Existing drug protocols for treatment include triptan drugs (examples include sumitriptan, eletriptan, and rizatriptan), which were introduced in the 1990s. Triptans stop acute migraines by stimulating serotonin receptors, which in turn reduces inflammation and constricts blood vessels.
Triptans are not effective for everyone as they they can produce intolerable side effects, and since they constrict vessels, they should not be taken by individuals with cardiovascular disease or having major CVD risk factors.
There is however a new class of drugs called, gepants, which includes the new formulated rimegepant. Gepants work by targeting the receptors for a small protein, called CGRP, long implicated in migraine. During migraine attacks, CGRP is released resulting in pain. Gepants relieve the pain and other symptoms of migraine by blocking the CGRP pathway.
In a large Phase 3 Clinical trial led by researchers at Albert Einstein College of Medicine and Montefiore Health System and involving more than 1,000 men and women with migraine at 49 centers in the U.S., results showed a very promising indicators.
The trial patients were instructed to take a tablet of rimegepant, or a matching placebo tablet, during a migraine attack, once moderate or severe pain developed. Prior to taking the tablet and for 48 hours afterwards, patients answered questions in an electronic diary concerning their pain and their most troubling symptoms such as intolerance to light, intolerance to loud sounds, or nausea.
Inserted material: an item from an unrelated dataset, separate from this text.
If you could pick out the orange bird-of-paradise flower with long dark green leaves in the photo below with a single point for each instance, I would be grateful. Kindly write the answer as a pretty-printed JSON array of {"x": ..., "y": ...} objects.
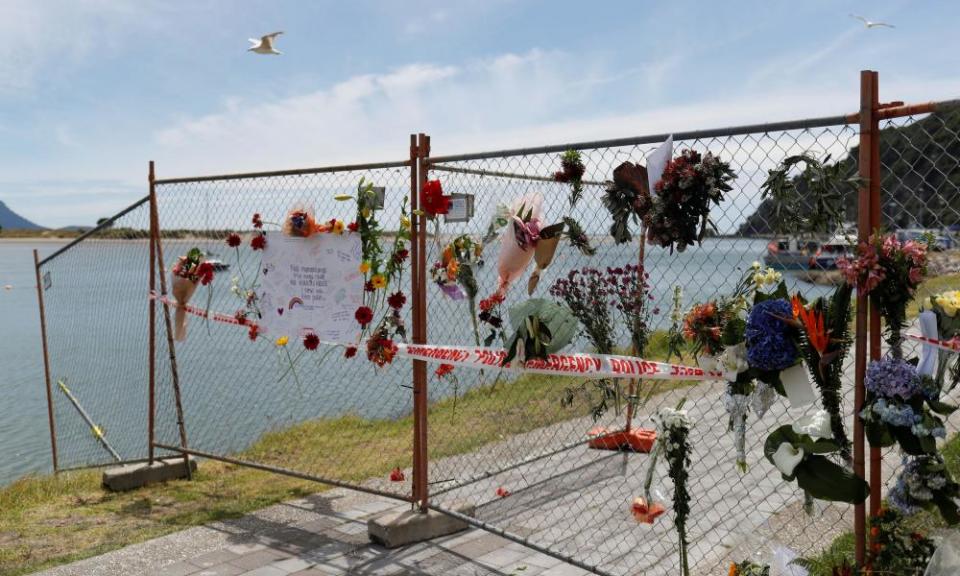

Results showed that two hours after taking their tablets, 19.8% of patients in the rimegepant group were free from pain compared with 12.0% in the placebo group, a major statistically significant difference. Freedom from their most bothersome symptoms occurred in 37.8% of patients in the rimegepant group. Side effects were minimal, with nausea and urinary tract infections the only adverse effects reported in more than 1% of patients in each group and no adverse CVD effects observed.
Professor Richard B. Lipton MD, the study's first author and vice chair of the Saul R. Korey Department of Neurology at Einstein and director of the Montefiore Headache Center, commented in a phone interview with Thailand Medical News,” "For the first time in nearly three decades, people with migraine not helped by existing medications may have a new option to find relief during attacks. These results confirm that rimegepant's mechanism of action, blocking the CGRP pathway ,effectively relieves pain and associated symptoms that occur during acute migraine attacks. As someone who has studied CGRP blockers for more than a decade, I am thrilled to see their benefits confirmed in a large-scale clinical trial."
Rimegepant is awaiting U.S. Food and Drug Administration approval and may offer advantages over currently available migraine medications.